2. He falls over a lot.
3. 2 or 3 hours of exercise per day is obsessive. He's trying to stay off the booze, but is there something more?

Two Movies

My wife rented The Upside of Anger. A chick flick, of course, but really quite good. I join the ranks of admirers of Joan Allen. She always seems to be listening to some inner voice, yet she gives quite a bit to the people around her. She makes you want to follow and see where she goes. Kevin Costner is surprisingly good.

I rented Bottle Rocket. For some reason both my wife and my son were convinced they wouldn't like it, so I watched it alone. I was inspired by the piece in Slate on Wes Anderson--the kind of thing they do so well. The basic idea is that Anderson was at his best when Owen Wilson was his co-writer. Exhibit A for the problems with Anderson on his own is supposed to be the recent The Life Aquatic with Steve Zissou starring Bill Murray.

Bottle Rocket is a nice, indy-type movie. Partly these guys are trying to show that much of the human race isn't brilliant in any way. How do you tell the story of non-brilliant people and their genuine successes? People are struggling with this all the time in modern democracy. One joke about David Adams Richards is that he makes inarticulate people extremely articulate. I guess this is even a big part of Tarentino. Arguing about some aspect of pop culture or etiquette--like whether to tip, or how much. Also like the conversation in Cheers.
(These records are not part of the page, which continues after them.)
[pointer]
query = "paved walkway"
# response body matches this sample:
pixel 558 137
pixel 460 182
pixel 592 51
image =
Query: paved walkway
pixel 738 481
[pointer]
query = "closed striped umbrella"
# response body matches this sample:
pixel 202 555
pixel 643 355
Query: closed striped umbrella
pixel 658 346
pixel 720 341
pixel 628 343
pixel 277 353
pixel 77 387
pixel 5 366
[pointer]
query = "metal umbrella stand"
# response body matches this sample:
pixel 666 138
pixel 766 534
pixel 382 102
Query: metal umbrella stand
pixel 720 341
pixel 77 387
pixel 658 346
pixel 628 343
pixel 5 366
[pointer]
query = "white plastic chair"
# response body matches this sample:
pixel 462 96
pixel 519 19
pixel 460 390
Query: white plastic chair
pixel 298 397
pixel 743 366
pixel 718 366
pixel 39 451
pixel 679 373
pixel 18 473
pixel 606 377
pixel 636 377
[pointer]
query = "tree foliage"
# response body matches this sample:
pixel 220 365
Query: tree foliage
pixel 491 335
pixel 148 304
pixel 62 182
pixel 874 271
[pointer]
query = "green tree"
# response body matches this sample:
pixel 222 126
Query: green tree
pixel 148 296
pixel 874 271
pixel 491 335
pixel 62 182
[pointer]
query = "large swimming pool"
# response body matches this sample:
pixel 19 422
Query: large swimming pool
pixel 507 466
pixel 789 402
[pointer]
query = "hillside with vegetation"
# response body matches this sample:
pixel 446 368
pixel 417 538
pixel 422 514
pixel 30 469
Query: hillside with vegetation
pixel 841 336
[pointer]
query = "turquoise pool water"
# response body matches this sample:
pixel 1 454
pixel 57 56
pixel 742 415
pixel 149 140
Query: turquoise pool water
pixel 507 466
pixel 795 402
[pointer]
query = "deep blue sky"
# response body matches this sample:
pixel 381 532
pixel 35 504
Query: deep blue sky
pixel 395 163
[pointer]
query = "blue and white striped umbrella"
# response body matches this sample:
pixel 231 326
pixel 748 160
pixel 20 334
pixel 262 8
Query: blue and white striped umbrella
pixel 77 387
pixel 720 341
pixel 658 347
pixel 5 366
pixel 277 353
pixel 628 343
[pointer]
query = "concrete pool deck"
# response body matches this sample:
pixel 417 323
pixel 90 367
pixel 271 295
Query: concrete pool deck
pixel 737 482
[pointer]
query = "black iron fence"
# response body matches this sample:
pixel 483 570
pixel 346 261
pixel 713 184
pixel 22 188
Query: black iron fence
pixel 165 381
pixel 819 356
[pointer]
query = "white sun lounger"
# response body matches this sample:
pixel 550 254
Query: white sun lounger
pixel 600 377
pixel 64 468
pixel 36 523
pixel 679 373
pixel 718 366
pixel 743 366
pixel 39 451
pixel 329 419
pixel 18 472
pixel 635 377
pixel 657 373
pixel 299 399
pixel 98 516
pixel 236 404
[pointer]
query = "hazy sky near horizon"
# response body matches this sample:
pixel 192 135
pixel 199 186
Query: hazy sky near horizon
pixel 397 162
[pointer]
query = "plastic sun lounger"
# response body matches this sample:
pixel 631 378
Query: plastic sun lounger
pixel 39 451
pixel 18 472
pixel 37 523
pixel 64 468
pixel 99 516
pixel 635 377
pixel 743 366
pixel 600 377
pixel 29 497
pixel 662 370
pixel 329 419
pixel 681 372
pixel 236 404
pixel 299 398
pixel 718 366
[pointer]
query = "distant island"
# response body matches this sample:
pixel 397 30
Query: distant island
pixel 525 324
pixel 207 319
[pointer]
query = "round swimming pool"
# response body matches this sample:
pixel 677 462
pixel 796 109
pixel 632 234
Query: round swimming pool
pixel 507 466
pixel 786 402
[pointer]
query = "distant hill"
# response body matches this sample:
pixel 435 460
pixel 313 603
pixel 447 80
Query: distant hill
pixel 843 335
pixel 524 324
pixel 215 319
I guess I'm often more drawn to the humour of someone who is fairly bright and articulate, albeit damaged, in a world that is crazy as well as inarticulate. Frazier and Lilith on Cheers, even Diane, more than Norm and Cliff. Fawlty Towers, I think Father Ted. This is meaner in a way: how did I get stuck with all these clods? But there is still the underlying theme that we are all damaged in some way, we all deal with the same issues.

More Waugh

A few favourites out of many funny and/or interesting bits:

Waugh was amazed that Brideshead Revisited was as popular in the U.S. as it was. The book was (and is) predictably despised by a lot of sophisticated intellectuals (why is Waugh now in favour of slightly stuffy Catholics? Oh, he is one). There is an ongoing debate about whether the parts of the book really fit together--but for that matter, there were similar questions about A Handful of Dust; a member of the English gentry ends up in the jungle, forced to read Dickens aloud to a madman. How does this fit with the England/London story in the early parts of the novel? Waugh had an answer: everywhere he turns, Tony is surrounded by savages.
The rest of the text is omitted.